Le Conseil d’Etat consacre la résiliation pour invalidité du contrat aux côtés de la résiliation pour motif d’intérêt général, non sans conséquences indemnitaires importantes.

CE, 7ème et 2ème chambres réunies, 10 juillet 2020, société Comptoir négoce équipements, n°430864
 

Jusqu’à cette décision de principe, le Conseil d’Etat considérait la résiliation pour invalidité du contrat comme l’une des hypothèses de la résiliation pour motif d’intérêt général ; encore qu’il n’avait été que peu sollicité sur le sujet (v. par ex. 10 juillet 1996, COISNE, n°140606 et 7 mai 2013, société Auxiliaire des parcs de la région parisienne, n°365043 : à propos d’irrégularités de rédaction d’un contrat, et de la durée excessive d’une convention de délégation de service public, pouvant légalement fonder une résiliation unilatérale à l’initiative de la personne publique pour motif d’intérêt général). 

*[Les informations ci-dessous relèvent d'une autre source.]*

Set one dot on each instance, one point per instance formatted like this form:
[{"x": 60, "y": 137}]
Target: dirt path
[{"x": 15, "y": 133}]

Le Conseil d’Etat distingue désormais ces deux motifs de résiliation : 

D’une part, la résiliation pour motif d’intérêt général, rappelant qu’ « en vertu des règles générales applicables aux contrats administratifs, la personne publique cocontractant peut toujours, pour un motif d’intérêt général, résilier unilatéralement un tel contrat, sous réserve des droits à indemnité de son cocontractant » (cons. 2).

D’autre part, la résiliation pour invalidité du contrat :

« Dans le cas particulier d’un contrat entaché d’une irrégularité d’une gravité telle que, s’il était saisi, le Juge du contrat pourrait en prononcer l’annulation ou la résiliation, la personne publique peut, sous réserve de l’exigence de loyauté des relations contractuelles, résilier unilatéralement le contrat sans qu’il soit besoin qu’elle saisisse au préalable le Juge » (cons. 3).

La gravité du vice ; le vice ne doit pas être régularisable.
L’exigence de loyauté des relations contractuelles ; à concilier avec le droit de repentir de la personne publique qui, de bonne foi, peut être amenée à reconnaître avoir commis une erreur.
Et, très certainement, l’absence d’atteinte excessive à l’intérêt général.

Dans la présente affaire, la Communauté d’agglomération REIMS Métropole avait lancé une procédure de passation pour l’attribution d’un marché d’éclairage public, les documents de la consultation imposant aux soumissionnaires de recourir à certains fabricants ou produits, sans adjonction de la mention « ou équivalent » (v. art. R.2111-7 du Code de la commande publique). En conséquence de quoi, l’entreprise déclarée attributaire était la seule à avoir soumissionné. Une entreprise concurrente s’en était émue auprès de la DIRRECTE et cette dernière avait alors alerté la Communauté d’agglomération sur le risque administratif et pénal encouru. En conséquence de quoi, le 5 février 2015, la Communauté d’agglomération prenait la décision de résilier, à compter du 1er avril, le marché ayant commencé le 1er janvier. Elle motivait sa décision par sa volonté « d’éviter les risques tenant aux incertitudes qui auraient affecté la consultation ».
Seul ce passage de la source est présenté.